Difficile resistere a 800 milioni di utenti che in Cina utilizzano internet e nonostante le preoccupazioni morali ed etiche Google si dice pronto al rientro dell’azienda nella Repubblica Popolare Cinese.
Non più tardi di lunedì scorso, nel corso di una conferenza tenuta a San Francisco, il CEO di Google Sundar Pichai ha apertamente parlato per la prima volta dell’esistenza di un motore di ricerca censurato creato appositamente per il mercato cinese.
Come i lettori più attenti ricordano Google aveva lasciato la Cina nel 2010 dopo che il proprio servizio di posta elettronica gratuito (Gmail, ndr) era stato violato da individui o gruppi affiliati al governo cinese.
Aver lasciato la Cina ha voluto dire per Google un passo indietro, sia a salvaguardia dei dati sensibili dei suoi utenti che in fatto di una perdita economica rilevante.
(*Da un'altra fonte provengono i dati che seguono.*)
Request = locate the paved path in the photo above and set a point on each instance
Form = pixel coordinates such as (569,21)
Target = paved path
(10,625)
Ecco perché i dirigenti di Google hanno da subito riflettuto su quando e come tornare nel più grande mercato internet del mondo.
Secondo il China Internet Network Information la Cina ha più di 800 milioni di utenti internet, e questi numeri fanno gola a Google, basti pensare che l’intera Europa ne conta “solo” 580 milioni circa.
Ecco perché durante la sua intervista sul palco Pichai si è concentrato sugli aspetti “positivi” del progetto Dragonfly, dicendo che verranno fornite informazioni migliori agli utenti cinesi e che la società sarà in grado di “servire ben oltre il 99 per cento delle richieste“.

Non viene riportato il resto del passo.